Local Activists Mobilize for Healthier Communities: Three Case Studies
In the Air
In 1998, several San Francisco Bay Area social and environmental justice groups formed the Coalition for Healthy Communities and Environmental Justice to protest the operation of two medical and solid waste incinerators located in a low-income community of color in East Oakland. Operated by Integrated Environmental Systems (IES), the incinerators were notorious for excessive dioxin and mercury emissions, and for ignoring repeated fines from the Bay Area Air Quality Management District. Dioxin is a known human carcinogen that has also been linked to increased rates of endometriosis and infertility, and mercury can cause adverse developmental outcomes in children exposed during fetal development.
As IES continued to ignore officials’ warnings, advocates began organizing seminars and "toxic tours" to showcase IES’ violations. Asian Communities for Reproductive Justice joined to specifically raise awareness of dioxin as a reproductive health threat. In December 2001, the four-year battle came to an end when IES closed its doors amid mounting protests, large fines and pending legal action. It was the last medical waste incineration facility in California.
On the Job
Another collaborative of Bay Area activists coalesced to advocate on behalf of Asian and Pacific Islander women, who are disproportionately employed in the garment and cosmetology industries and are overexposed to the chemicals used in nail polish, hair spray and other beauty supplies. One class of chemicals widely used in salon products are phthalates. Recent studies in animals suggest that prenatal phthalate exposure is likely to cause genital abnormalities in males. Julia Liou of Asian Health Services, a community health clinic for Asian and Pacific Islander women in Oakland, says women in her clinic often suffer from chronic asthma and skin rashes, and fear working during pregnancy because of the probable effects on their developing fetus.
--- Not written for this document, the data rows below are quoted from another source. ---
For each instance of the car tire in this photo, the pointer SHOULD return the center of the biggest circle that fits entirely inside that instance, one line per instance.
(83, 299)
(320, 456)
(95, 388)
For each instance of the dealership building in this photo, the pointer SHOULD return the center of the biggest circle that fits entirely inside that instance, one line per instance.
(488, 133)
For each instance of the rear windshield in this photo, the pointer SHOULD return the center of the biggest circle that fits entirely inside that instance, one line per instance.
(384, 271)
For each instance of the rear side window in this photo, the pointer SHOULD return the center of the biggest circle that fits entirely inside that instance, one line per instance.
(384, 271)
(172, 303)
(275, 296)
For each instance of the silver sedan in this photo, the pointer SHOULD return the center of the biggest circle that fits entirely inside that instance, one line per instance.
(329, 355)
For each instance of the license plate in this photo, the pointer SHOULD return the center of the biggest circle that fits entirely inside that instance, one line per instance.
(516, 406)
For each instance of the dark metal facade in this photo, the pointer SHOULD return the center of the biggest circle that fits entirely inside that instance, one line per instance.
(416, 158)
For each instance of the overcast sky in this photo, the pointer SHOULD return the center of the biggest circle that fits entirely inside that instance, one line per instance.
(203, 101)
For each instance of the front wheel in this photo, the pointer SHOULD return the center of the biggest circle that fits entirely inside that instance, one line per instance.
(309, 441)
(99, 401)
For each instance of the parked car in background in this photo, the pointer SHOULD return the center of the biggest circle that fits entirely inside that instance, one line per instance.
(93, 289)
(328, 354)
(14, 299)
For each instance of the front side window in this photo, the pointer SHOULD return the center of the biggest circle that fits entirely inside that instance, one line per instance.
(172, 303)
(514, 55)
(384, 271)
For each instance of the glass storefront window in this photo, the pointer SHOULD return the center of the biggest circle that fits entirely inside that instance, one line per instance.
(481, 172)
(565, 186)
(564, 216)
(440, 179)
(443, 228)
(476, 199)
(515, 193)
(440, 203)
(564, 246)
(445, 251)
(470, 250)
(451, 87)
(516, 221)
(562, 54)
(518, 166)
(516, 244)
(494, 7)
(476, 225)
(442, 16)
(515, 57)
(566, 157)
This campaign has organized in response to a bill introduced by California Assemblymember Judy Chu in February 2005 to ban the manufacture, sale and distribution of phthalates in cosmetic products. (The U.S. Food and Drug Administration has only limited regulatory authority over cosmetic products.) Assemblymember Chu’s bill did not pass, but a less far-reaching measure introduced by State Senator Carol Migden did. The legislation as enacted requires manufacturers to disclose the harmful reproductive and carcinogenic effects of certain chemicals to the state health department.
In the Water
Finally, during the 1960s and early 1970s, a former automotive manufacturing plant routinely buried barrels of hazardous waste in an unregulated landfill in Dickson, Tennessee, a town located approximately 40 miles from Nashville. The barrels, which contained trichloroethylene (TCE), have since started to disintegrate, and the chemical is seeping into the city’s water supply and into residents’ private wells.
Area residents have reported chronic illnesses such as skin rashes, heart disease and cancer, and an unusual number of their children have been born with cleft palates. In 2000, the Orlando, Florida-based organization Birth Defects Research for Children reported that 14 of 1,700 children in Dickson were born with cleft palates over a three-year span; the expected rate for a city the size of Dickson is one for every 1,000 children. The U.S. Centers for Disease Control and Prevention confirm an association between exposure to TCE and impaired fetal development.
Though the state and federal governments both have conducted investigations into the matter, authorities continue to throw blame back and forth. Meanwhile, a coalition of community activists, religious leaders and the Nashville chapter of the NAACP continues to organize rallies and press conferences to bring public attention to the issue.